Menurut Panut, sebetulnya pimpinan UGM telah menjalankan rekomendasi tim investigasi kasus itu dengan menunda wisuda terduga pelaku yang merupakan salah satu mahasiswa dari Fakultas Teknik UGM selama satu semester sebagai sanksi etik.

Bagi Panut, sanksi berupa penundaan wisuda itu sudah cukup. Alasannya, sanksi tersebut telah melalui pertimbangan dari tim investigasi yang terdiri atas orang-orang pilihan dengan kredibilitas tinggi dan wawasan pendidikan yang bagus, sehingga mampu memandang peristiwa itu secara jernih.

Apabila tuntutan itu dirasa belum cukup oleh berbagai pihak, menurut Panut, tim etik yang nanti akan kembali melakukan pencermatan ulang terhadap berbagai temuan data di lapangan sehingga akan menghasilkan rekomendasi yang diharapkan bisa diterima semua pihak.

"Saya selalu berpikir hukuman harus setimpal dengan kesalahannya. Jangan sampai kita menzalimi orang yang kesalahannya begini tetapi dihukum lebih dari yang seharusnya. Sama sekali tidak ada pikiran untuk melindungi pelaku," ujar dia seperti dikutip Antara.

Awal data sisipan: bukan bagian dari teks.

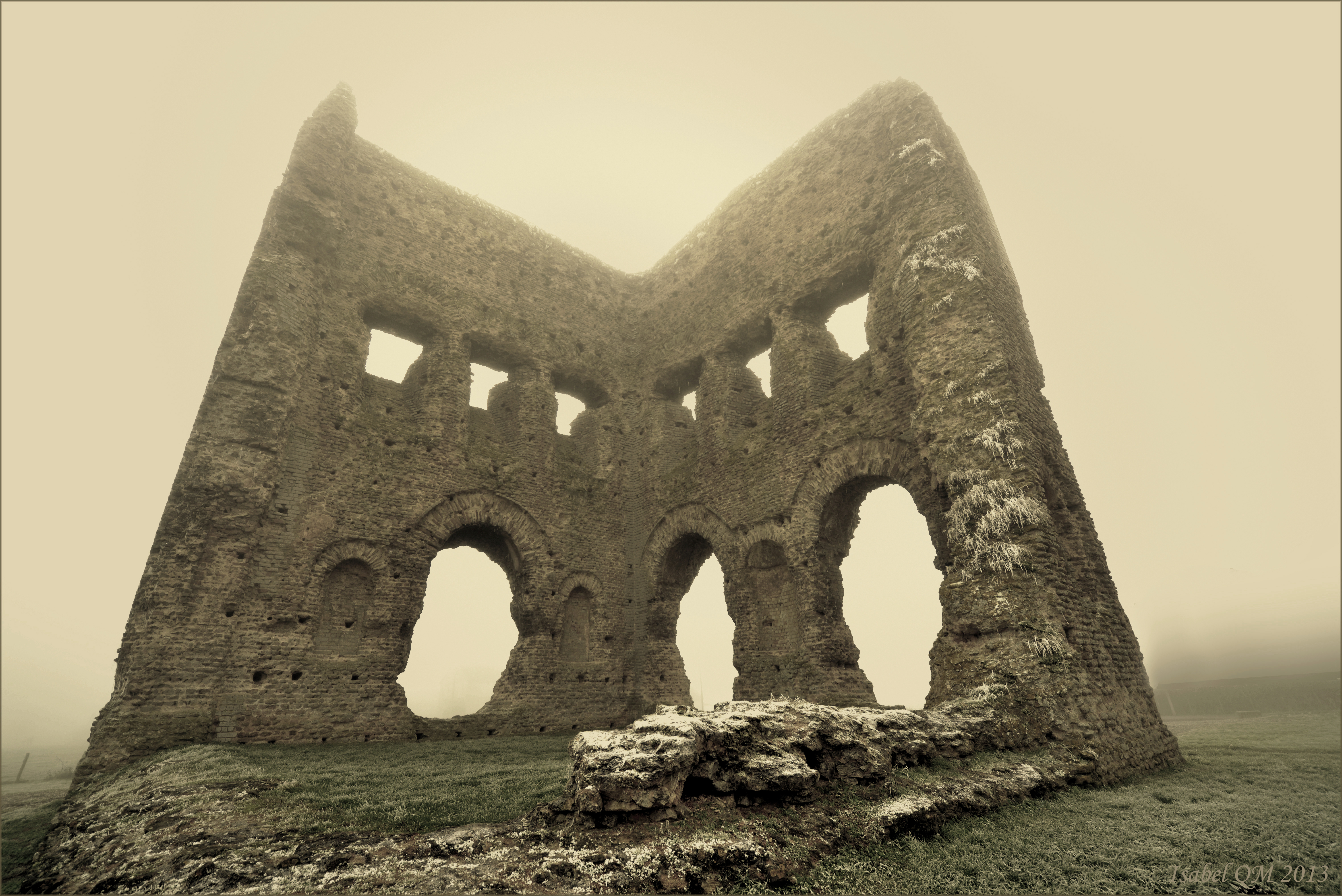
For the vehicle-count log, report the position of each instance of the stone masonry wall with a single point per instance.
(285, 581)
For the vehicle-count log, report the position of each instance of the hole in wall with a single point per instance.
(849, 326)
(466, 592)
(759, 365)
(568, 411)
(390, 356)
(704, 635)
(482, 380)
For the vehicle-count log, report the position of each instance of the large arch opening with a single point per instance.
(462, 640)
(704, 635)
(689, 640)
(889, 587)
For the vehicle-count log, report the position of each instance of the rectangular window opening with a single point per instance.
(759, 365)
(482, 380)
(390, 356)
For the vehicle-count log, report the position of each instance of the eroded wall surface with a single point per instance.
(284, 587)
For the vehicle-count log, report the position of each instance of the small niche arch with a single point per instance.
(484, 651)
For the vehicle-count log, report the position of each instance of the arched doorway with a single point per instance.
(704, 636)
(464, 636)
(890, 596)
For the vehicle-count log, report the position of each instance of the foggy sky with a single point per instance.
(1164, 178)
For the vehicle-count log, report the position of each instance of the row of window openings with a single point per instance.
(390, 357)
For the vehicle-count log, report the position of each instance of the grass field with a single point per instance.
(1255, 792)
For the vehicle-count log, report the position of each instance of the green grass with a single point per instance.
(19, 838)
(396, 788)
(1253, 792)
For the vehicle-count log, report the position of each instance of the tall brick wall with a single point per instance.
(282, 591)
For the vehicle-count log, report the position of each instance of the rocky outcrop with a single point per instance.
(681, 801)
(762, 752)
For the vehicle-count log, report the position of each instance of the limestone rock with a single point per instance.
(767, 750)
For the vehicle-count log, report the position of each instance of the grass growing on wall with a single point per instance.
(402, 788)
(1254, 792)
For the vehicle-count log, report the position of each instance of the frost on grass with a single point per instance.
(933, 156)
(932, 255)
(990, 368)
(1000, 442)
(983, 516)
(944, 301)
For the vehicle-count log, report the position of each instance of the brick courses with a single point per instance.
(284, 585)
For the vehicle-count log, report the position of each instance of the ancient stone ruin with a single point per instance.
(282, 591)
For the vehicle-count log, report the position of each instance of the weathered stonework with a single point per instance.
(285, 581)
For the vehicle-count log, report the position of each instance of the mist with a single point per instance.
(1171, 214)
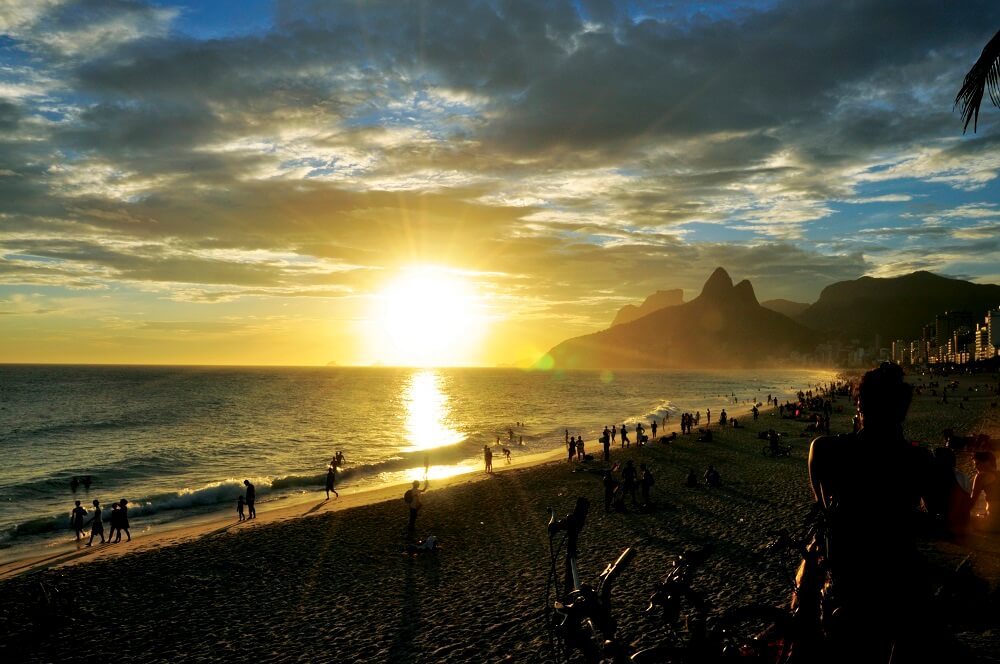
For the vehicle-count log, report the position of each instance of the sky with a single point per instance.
(466, 183)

Namun demikian, pembentukan tim etik tersebut masih akan didiskusikan karena saat ini UGM telah memiliki Dewan Kehormatan. "Apakah kita perlu membentuk baru di luar itu atau meminta Dewan Kehormatan saja yang menangani kasus ini, nanti akan didiskusikan," kata dia.

Terkait tuntutan sejumlah pihak untuk menjatuhkan sanksi mengeluarkan atau drop out (DO) bagi terduga pelaku, menurut dia, UGM hingga saat ini belum ada rekomendasi itu dari tim investigasi.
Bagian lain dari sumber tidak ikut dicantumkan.